With Surface Command, organizations can:

• Establish and Maintain a Single Source of Truth: Unify and correlate asset inventory and identities across internal tooling and cross-reference findings against regular external scans to understand their attack surface and establish a single source of truth across teams.
• Uncover Assets Lacking Proper Security Controls: Recurring scanning to spot gaps in security coverage where assets are missing controls, such as endpoint security agents and vulnerability scans, and which identities have admin access or are missing multifactor authentication (MFA).

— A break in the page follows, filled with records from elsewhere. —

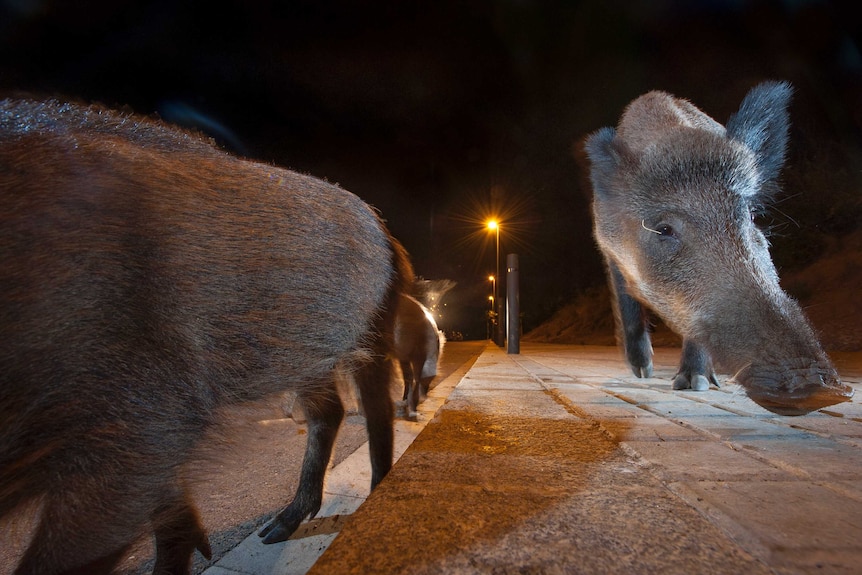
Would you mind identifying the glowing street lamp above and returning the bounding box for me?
[486,220,500,302]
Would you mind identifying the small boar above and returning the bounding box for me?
[0,99,412,574]
[584,81,853,415]
[393,294,444,421]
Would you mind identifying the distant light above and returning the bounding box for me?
[488,275,495,282]
[486,219,498,231]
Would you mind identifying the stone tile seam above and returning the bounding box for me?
[663,480,775,568]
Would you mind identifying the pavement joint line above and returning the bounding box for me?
[784,421,862,447]
[819,409,862,423]
[719,439,815,480]
[812,479,862,503]
[663,480,775,565]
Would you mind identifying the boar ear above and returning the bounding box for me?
[584,127,626,200]
[726,81,793,186]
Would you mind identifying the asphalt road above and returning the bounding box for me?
[0,341,485,575]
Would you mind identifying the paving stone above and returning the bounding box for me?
[736,436,862,479]
[674,480,862,574]
[447,388,580,420]
[624,439,794,481]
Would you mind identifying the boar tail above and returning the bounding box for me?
[388,234,415,298]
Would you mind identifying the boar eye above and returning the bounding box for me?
[641,220,676,238]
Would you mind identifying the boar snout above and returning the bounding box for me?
[736,358,853,415]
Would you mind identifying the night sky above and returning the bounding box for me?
[2,0,860,338]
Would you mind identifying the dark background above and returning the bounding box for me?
[2,0,860,339]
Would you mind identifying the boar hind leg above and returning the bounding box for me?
[259,381,344,544]
[401,360,420,421]
[673,339,720,391]
[608,263,653,378]
[400,360,414,403]
[152,487,211,575]
[355,352,395,489]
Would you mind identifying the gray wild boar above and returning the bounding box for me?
[0,98,412,574]
[393,294,444,421]
[584,81,854,415]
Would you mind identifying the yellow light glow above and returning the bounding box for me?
[486,219,498,231]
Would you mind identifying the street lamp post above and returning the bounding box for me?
[487,275,496,341]
[487,294,494,340]
[487,220,503,347]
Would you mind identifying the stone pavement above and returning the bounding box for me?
[209,342,862,575]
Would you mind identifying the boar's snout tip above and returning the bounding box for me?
[750,384,853,416]
[737,364,854,416]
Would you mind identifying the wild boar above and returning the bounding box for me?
[584,81,853,415]
[393,294,444,421]
[0,98,412,574]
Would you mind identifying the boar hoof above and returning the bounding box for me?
[691,375,710,391]
[631,362,653,378]
[407,411,419,422]
[394,400,408,419]
[259,515,302,544]
[259,521,290,545]
[673,372,716,391]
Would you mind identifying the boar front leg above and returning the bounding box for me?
[673,339,720,391]
[259,380,345,544]
[608,262,653,378]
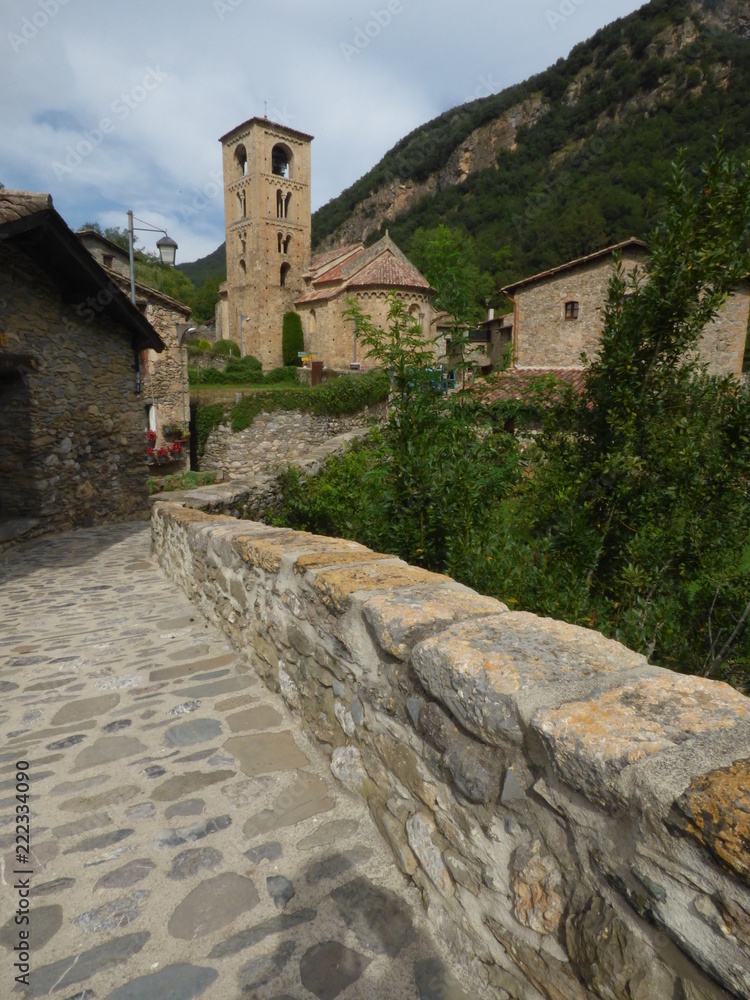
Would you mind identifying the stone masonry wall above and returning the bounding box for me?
[516,252,749,378]
[0,245,150,533]
[201,403,386,480]
[152,502,750,1000]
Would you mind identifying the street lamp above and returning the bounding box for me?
[127,210,178,304]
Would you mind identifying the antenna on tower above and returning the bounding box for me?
[264,101,268,118]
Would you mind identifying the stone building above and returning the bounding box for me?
[219,116,437,370]
[219,116,313,368]
[295,235,437,369]
[0,191,164,543]
[502,237,750,377]
[77,229,192,468]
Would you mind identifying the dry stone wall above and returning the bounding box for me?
[201,403,385,480]
[152,503,750,1000]
[0,245,150,539]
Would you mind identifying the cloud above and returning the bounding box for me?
[0,0,647,262]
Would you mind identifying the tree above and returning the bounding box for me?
[282,311,304,366]
[79,221,133,252]
[499,139,750,684]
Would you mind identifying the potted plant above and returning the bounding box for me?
[156,446,170,464]
[169,440,183,458]
[146,429,157,445]
[145,446,156,465]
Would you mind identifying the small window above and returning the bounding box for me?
[280,262,291,287]
[565,301,580,320]
[102,253,114,269]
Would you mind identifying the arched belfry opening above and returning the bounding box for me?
[271,144,292,178]
[234,144,248,178]
[280,262,291,287]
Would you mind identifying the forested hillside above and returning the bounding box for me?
[312,0,750,297]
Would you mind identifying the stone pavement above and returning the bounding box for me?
[0,524,484,1000]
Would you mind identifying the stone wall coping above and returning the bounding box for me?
[152,502,750,825]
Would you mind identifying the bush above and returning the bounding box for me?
[212,339,240,357]
[196,339,212,351]
[263,366,299,385]
[282,312,304,366]
[230,370,388,432]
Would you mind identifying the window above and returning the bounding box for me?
[565,300,580,320]
[271,143,291,178]
[280,262,291,287]
[237,189,246,219]
[283,235,291,255]
[102,253,114,269]
[277,190,285,218]
[234,144,248,177]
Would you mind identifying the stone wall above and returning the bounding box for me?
[515,252,749,378]
[297,288,437,372]
[0,244,150,537]
[142,299,191,471]
[201,403,385,480]
[515,248,647,369]
[152,502,750,1000]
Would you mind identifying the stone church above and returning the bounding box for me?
[218,116,436,369]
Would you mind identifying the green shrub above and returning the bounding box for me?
[263,366,299,385]
[282,311,304,366]
[194,402,226,456]
[212,339,240,356]
[196,339,212,351]
[230,370,388,432]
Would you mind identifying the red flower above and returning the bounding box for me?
[145,446,154,456]
[146,430,157,443]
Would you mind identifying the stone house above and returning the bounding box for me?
[0,191,165,543]
[295,234,437,370]
[77,229,192,467]
[502,237,750,377]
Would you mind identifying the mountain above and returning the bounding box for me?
[177,241,226,286]
[311,0,750,295]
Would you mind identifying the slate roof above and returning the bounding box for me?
[0,190,164,352]
[502,238,648,295]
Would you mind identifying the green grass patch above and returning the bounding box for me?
[148,470,218,495]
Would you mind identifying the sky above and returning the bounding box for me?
[1,0,647,265]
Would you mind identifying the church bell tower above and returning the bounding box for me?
[219,116,313,367]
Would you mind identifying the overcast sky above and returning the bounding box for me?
[1,0,646,264]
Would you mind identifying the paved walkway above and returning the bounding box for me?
[0,524,479,1000]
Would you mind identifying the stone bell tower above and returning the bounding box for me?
[219,116,313,367]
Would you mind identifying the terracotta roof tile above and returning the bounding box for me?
[478,367,586,404]
[0,190,53,226]
[347,250,431,290]
[502,238,647,294]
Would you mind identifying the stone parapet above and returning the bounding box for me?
[152,502,750,999]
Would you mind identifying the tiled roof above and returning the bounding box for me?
[347,250,431,290]
[0,189,164,352]
[502,238,647,294]
[0,190,53,225]
[478,367,586,404]
[308,243,363,274]
[296,233,433,307]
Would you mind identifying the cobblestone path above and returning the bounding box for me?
[0,524,480,1000]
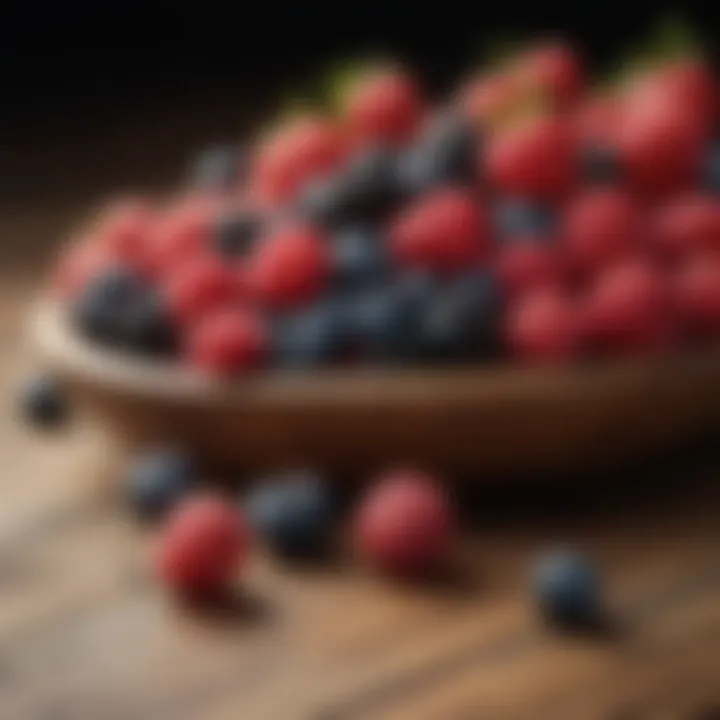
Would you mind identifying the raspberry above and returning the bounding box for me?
[247,224,330,309]
[390,188,490,273]
[506,287,579,362]
[354,470,454,576]
[513,42,583,107]
[345,67,423,146]
[254,115,347,204]
[496,241,561,298]
[187,308,267,375]
[163,256,238,327]
[94,198,157,264]
[572,95,621,146]
[486,115,575,200]
[561,189,642,276]
[651,195,720,261]
[675,254,720,337]
[156,494,249,597]
[52,240,116,300]
[582,258,676,356]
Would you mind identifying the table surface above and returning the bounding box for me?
[3,105,720,720]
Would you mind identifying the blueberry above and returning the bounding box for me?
[532,549,603,628]
[495,200,555,240]
[416,272,503,362]
[579,145,623,185]
[125,449,195,521]
[397,113,478,195]
[702,142,720,194]
[332,227,389,289]
[19,375,68,428]
[272,300,351,368]
[245,471,333,560]
[188,145,245,191]
[298,147,402,228]
[212,210,262,259]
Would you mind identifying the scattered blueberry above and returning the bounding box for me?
[495,199,555,240]
[331,227,389,289]
[245,471,333,560]
[532,549,603,628]
[397,113,478,195]
[416,271,503,362]
[272,300,351,368]
[188,145,245,191]
[579,145,623,185]
[19,375,68,428]
[212,210,262,259]
[702,142,720,194]
[125,449,195,521]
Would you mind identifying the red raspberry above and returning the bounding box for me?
[513,42,583,107]
[163,256,238,326]
[390,188,490,273]
[496,241,562,298]
[354,470,454,576]
[486,115,576,200]
[458,73,520,124]
[187,308,267,375]
[675,254,720,337]
[582,258,676,356]
[156,493,249,597]
[572,94,622,145]
[651,195,720,261]
[345,67,423,146]
[94,198,157,263]
[254,115,347,204]
[246,224,330,309]
[506,287,580,363]
[618,95,706,199]
[561,189,643,276]
[52,239,116,300]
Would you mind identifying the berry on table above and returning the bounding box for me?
[494,199,555,240]
[156,493,249,598]
[245,471,333,560]
[532,548,603,628]
[212,209,262,260]
[187,308,268,375]
[94,198,157,265]
[125,449,195,521]
[246,223,330,309]
[578,144,624,185]
[496,240,562,298]
[19,375,68,429]
[331,226,389,289]
[390,187,490,273]
[354,469,455,576]
[512,42,584,107]
[53,240,117,300]
[651,194,720,261]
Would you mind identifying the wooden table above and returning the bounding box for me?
[3,108,720,720]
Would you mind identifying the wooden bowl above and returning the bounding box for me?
[30,299,720,477]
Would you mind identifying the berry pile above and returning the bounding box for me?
[51,42,720,374]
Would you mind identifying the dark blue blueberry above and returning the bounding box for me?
[19,375,68,428]
[245,472,333,560]
[416,272,503,362]
[212,210,262,259]
[298,147,403,228]
[188,145,245,191]
[350,274,436,361]
[579,144,624,185]
[272,300,351,368]
[72,267,176,356]
[125,449,195,521]
[532,549,603,628]
[702,142,720,194]
[331,227,389,289]
[494,200,555,240]
[397,113,478,195]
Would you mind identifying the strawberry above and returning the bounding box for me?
[389,187,490,273]
[344,67,423,146]
[581,258,676,356]
[496,240,562,298]
[254,114,348,205]
[486,115,576,200]
[513,42,584,107]
[675,254,720,337]
[651,194,720,261]
[561,189,643,276]
[506,287,580,362]
[246,223,330,309]
[187,308,268,375]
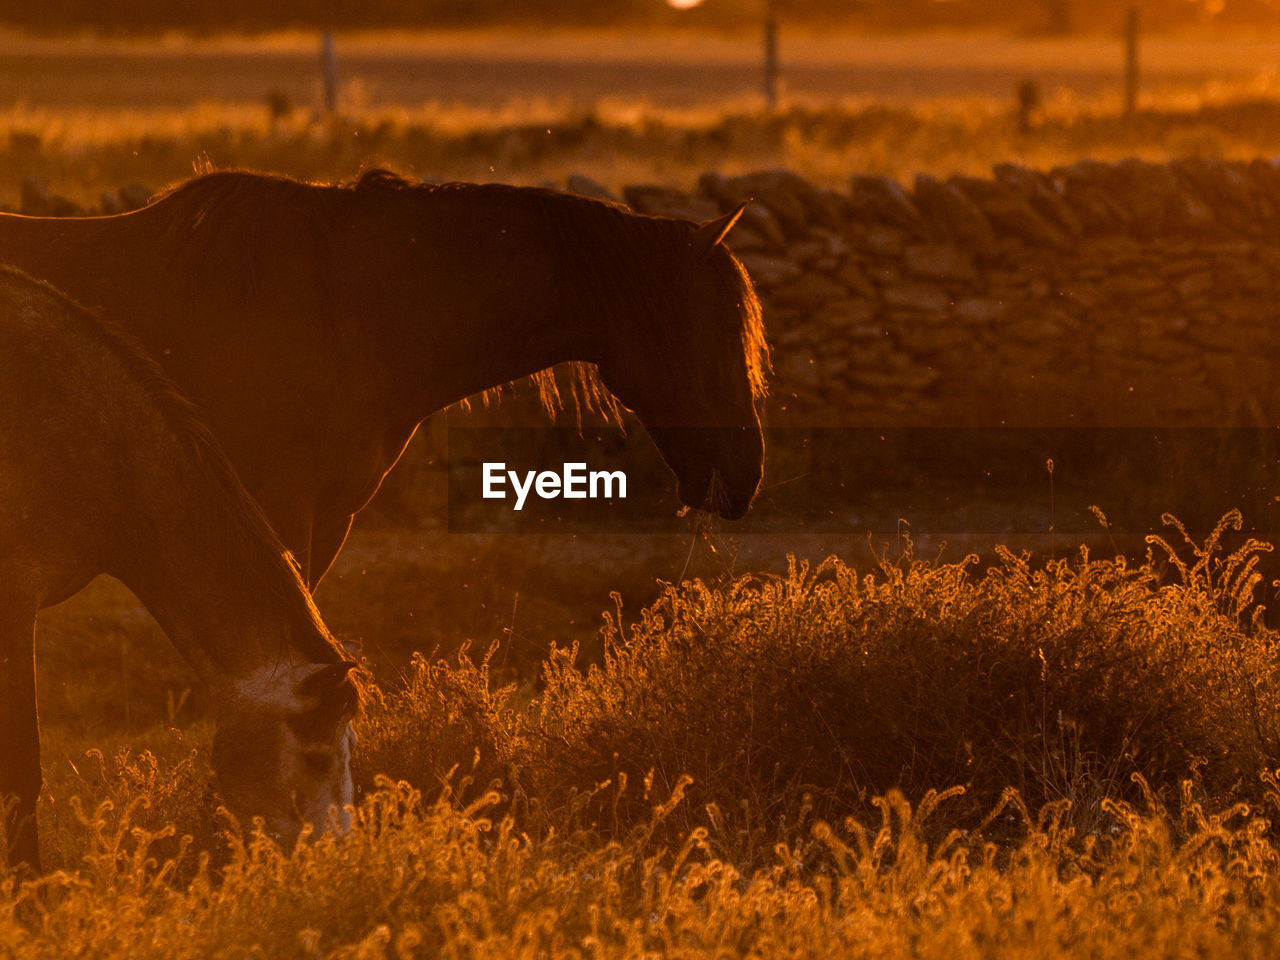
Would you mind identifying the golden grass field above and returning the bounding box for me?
[14,519,1280,958]
[7,27,1280,957]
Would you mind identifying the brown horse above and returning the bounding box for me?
[0,268,359,874]
[0,170,768,585]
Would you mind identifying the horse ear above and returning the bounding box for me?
[693,202,747,256]
[294,662,359,713]
[290,662,359,741]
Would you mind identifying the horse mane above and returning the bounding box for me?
[0,265,343,667]
[152,168,769,426]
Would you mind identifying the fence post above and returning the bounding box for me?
[321,29,338,115]
[1124,7,1139,119]
[763,0,779,110]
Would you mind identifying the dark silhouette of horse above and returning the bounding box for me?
[0,171,769,585]
[0,268,359,874]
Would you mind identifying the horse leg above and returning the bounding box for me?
[0,603,40,873]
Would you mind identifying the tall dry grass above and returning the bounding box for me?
[8,513,1280,956]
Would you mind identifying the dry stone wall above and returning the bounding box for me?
[613,159,1280,430]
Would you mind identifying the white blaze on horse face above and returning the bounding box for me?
[219,662,358,842]
[292,722,356,835]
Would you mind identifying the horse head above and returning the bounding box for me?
[211,660,360,844]
[597,205,768,521]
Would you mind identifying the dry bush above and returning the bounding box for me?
[345,512,1280,870]
[6,514,1280,955]
[520,521,1277,861]
[37,739,221,883]
[354,651,519,800]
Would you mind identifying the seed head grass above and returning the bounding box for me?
[6,513,1280,956]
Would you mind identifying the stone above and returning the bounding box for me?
[566,172,619,203]
[848,174,930,238]
[853,224,910,258]
[911,174,997,257]
[622,184,722,222]
[737,252,802,287]
[1005,308,1073,344]
[811,227,852,259]
[1063,186,1127,234]
[20,177,83,217]
[1174,271,1214,303]
[1156,255,1215,278]
[723,224,769,252]
[1170,158,1267,235]
[816,352,851,383]
[771,323,808,349]
[770,271,851,310]
[774,350,822,392]
[739,205,789,248]
[994,163,1084,238]
[847,342,892,369]
[1163,179,1217,234]
[1202,353,1241,390]
[834,259,877,298]
[1078,235,1143,265]
[696,175,789,246]
[1056,283,1103,311]
[1109,273,1168,301]
[117,183,154,211]
[1126,159,1219,235]
[19,175,50,215]
[1194,307,1258,351]
[865,262,901,288]
[950,175,1072,250]
[700,169,831,238]
[1247,157,1280,214]
[1051,162,1135,234]
[954,299,1009,325]
[56,196,84,216]
[889,313,970,354]
[882,281,951,313]
[813,298,880,338]
[786,239,833,265]
[902,243,976,282]
[701,175,798,245]
[1101,159,1179,237]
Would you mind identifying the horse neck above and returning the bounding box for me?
[357,191,616,413]
[111,434,339,694]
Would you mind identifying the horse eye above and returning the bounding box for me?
[302,750,332,775]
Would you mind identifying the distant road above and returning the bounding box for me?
[0,31,1277,110]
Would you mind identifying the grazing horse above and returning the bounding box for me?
[0,268,359,874]
[0,170,769,585]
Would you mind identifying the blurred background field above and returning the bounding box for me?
[9,29,1280,206]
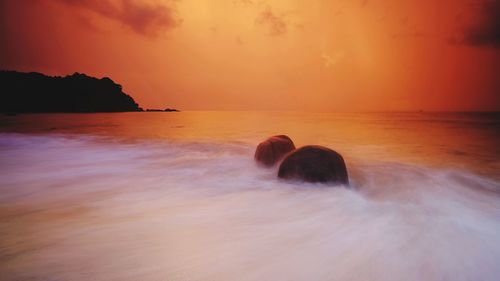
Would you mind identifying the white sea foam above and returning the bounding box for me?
[1,133,499,281]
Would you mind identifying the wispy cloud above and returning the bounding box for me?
[255,7,287,36]
[59,0,181,36]
[321,51,344,68]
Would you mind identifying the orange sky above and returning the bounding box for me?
[1,0,499,111]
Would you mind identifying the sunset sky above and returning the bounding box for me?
[1,0,499,111]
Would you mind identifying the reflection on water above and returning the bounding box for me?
[0,112,500,281]
[1,111,499,176]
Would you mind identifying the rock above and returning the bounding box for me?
[254,135,296,167]
[278,145,349,185]
[164,108,180,112]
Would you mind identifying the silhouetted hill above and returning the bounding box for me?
[0,71,143,113]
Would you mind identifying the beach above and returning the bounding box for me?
[1,111,499,281]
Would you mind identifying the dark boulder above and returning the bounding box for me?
[278,145,349,185]
[254,135,296,167]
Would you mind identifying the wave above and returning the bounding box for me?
[1,133,500,281]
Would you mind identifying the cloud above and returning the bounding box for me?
[59,0,180,36]
[321,51,344,68]
[454,0,500,48]
[255,7,287,36]
[236,36,244,45]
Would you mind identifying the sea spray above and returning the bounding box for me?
[1,133,499,281]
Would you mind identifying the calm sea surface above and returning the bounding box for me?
[1,111,499,281]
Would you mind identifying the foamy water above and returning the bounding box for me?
[1,129,500,281]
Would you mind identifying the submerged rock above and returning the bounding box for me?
[278,145,349,185]
[254,135,296,167]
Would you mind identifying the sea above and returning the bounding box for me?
[0,111,499,281]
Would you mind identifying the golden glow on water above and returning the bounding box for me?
[1,111,499,176]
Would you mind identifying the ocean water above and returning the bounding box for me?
[0,111,499,281]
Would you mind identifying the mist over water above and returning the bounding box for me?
[1,112,500,281]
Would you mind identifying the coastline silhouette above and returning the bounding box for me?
[0,70,143,113]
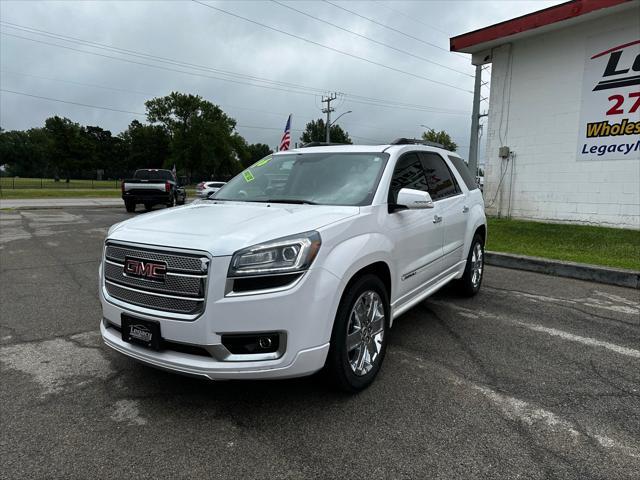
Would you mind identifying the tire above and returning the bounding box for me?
[177,195,185,206]
[457,233,485,297]
[166,194,175,208]
[144,203,153,212]
[125,201,135,213]
[325,274,389,393]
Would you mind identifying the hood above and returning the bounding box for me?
[108,201,359,256]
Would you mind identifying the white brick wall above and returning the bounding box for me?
[483,9,640,229]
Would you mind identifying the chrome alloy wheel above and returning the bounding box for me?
[471,242,484,288]
[346,290,386,376]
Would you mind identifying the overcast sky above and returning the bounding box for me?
[0,0,562,159]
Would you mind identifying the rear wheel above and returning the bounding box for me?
[457,233,484,296]
[144,202,153,212]
[325,274,389,393]
[124,200,135,213]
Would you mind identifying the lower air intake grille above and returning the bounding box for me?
[105,282,202,315]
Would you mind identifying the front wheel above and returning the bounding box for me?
[325,274,389,393]
[457,233,485,296]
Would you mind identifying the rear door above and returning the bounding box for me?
[384,152,445,303]
[420,152,467,271]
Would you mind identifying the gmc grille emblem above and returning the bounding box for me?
[124,257,167,282]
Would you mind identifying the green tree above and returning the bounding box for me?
[300,118,352,145]
[421,129,457,151]
[0,128,51,177]
[44,116,89,180]
[145,92,238,179]
[119,120,170,174]
[246,143,273,167]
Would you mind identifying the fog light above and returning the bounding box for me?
[221,333,280,355]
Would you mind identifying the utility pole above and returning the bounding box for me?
[468,64,482,177]
[322,93,337,143]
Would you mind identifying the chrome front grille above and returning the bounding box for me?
[103,242,209,317]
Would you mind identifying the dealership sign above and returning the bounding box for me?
[577,28,640,161]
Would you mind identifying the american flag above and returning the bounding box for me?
[279,114,292,151]
[171,164,177,179]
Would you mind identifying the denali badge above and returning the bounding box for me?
[124,257,167,282]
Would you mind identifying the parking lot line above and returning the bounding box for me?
[515,322,640,359]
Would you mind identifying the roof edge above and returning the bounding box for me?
[450,0,633,53]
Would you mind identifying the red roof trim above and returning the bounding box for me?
[450,0,633,52]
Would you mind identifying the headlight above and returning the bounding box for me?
[228,231,321,277]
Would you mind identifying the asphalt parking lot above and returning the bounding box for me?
[0,207,638,479]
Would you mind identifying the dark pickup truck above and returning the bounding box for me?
[121,169,187,212]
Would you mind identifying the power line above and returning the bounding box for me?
[270,0,472,77]
[0,69,319,119]
[0,88,305,135]
[374,1,450,35]
[0,31,319,100]
[1,69,153,97]
[1,27,469,115]
[191,0,472,93]
[323,1,464,58]
[0,24,324,96]
[0,83,422,144]
[0,21,326,95]
[1,70,454,140]
[0,88,147,116]
[0,88,386,144]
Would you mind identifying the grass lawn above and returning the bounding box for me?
[0,188,198,199]
[0,188,122,199]
[487,217,640,271]
[0,177,120,189]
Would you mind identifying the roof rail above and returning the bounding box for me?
[389,138,445,148]
[300,141,347,148]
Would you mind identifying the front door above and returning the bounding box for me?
[420,152,468,270]
[384,152,445,304]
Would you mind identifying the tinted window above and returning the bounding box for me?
[420,153,459,200]
[134,170,173,181]
[448,155,478,191]
[388,153,428,204]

• Drive Accountability Across Teams: Understand asset ownership and drive accountability when compliance standards aren’t met, providing clarity around which stakeholders to engage when remediation actions are required for security and governance, risk, and compliance (GRC) teams.
• Provide Full Context to Incident Responders: Security analysts can more effectively prioritize ongoing threats by having asset, vulnerability, and security control context in one place to make decisions. They can also enable organization-wide threat hunts based on known asset information and tactics, techniques, and procedures (TTPs).
• Detect Shadow IT and Ungoverned Use of IT Resources: Identify unknown users and assets connected to the network with necessary context to understand the relative risk and necessary remediation steps.
• Augment Configuration Management Database (CMDB) Tools and Assist with Asset Lifecycle Management: Track technology adoption across the organization and leverage powerful native querying capabilities to gain deep insight, including if assets are still active, who owns them, and when they were last updated or modified.